I closed my hand tight around the handle of my grandmother’s wooden spoon and tapped into the warm, safe memories. A cone of cold, blindingly bright white light flared from the athame, forcing back the darkness.
Teag began to murmur under his breath. He reached down to several macramé knots that hung from his belt loops, and loosened one of them, sending a surge of stored magical power through his staff. He swung the staff in a semi-circle behind us, and the darkness crept back, just beyond the reach of his staff.

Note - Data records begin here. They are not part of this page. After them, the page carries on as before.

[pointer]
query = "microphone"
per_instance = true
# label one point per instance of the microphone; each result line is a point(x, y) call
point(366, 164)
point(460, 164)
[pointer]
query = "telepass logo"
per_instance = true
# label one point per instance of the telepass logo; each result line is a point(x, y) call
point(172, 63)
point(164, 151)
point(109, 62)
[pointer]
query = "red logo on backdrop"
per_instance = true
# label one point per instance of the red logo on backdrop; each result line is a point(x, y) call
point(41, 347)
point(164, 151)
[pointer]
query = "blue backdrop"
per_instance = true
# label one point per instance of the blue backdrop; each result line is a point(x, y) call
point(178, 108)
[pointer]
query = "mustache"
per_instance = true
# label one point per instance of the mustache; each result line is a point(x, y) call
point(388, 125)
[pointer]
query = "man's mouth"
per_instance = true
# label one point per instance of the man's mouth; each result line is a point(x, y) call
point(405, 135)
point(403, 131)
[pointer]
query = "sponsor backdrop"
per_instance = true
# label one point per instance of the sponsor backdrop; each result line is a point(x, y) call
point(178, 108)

My teeth were chattering. Light frost glittered on the windshield. Murmured voices were all around us, so many that I couldn’t make them out clearly, only a word here and there.
Help us… save us… beg for mercy… hunting us… destroyed… feed on us… mercy…
The speakers might have been long dead, but there was no mistaking the cold terror in their voices. Something had frightened the dead out of their wits, scared them badly enough to beg the living for help, to use what precious energy they hoarded to make themselves seen and heard to us.
“We’re trying to help,” I said, addressing the darkness. I’m not a psychic. For all I knew, talking out loud without being a medium was like yelling at your cell phone without a signal.
“Who’s doing this? Who is trying to hurt you?” The spirits remained silent, but I took it as a good sign that they had not surged toward us. “Is it the Reapers? We’re trying to stop the things hunting you. Please, help us do our job.”
Teag and I exchanged a glance. If it came to a fight, he and I had the skills and the weapons to do some damage. I hoped it wouldn’t get that far. “Do you think they heard me?”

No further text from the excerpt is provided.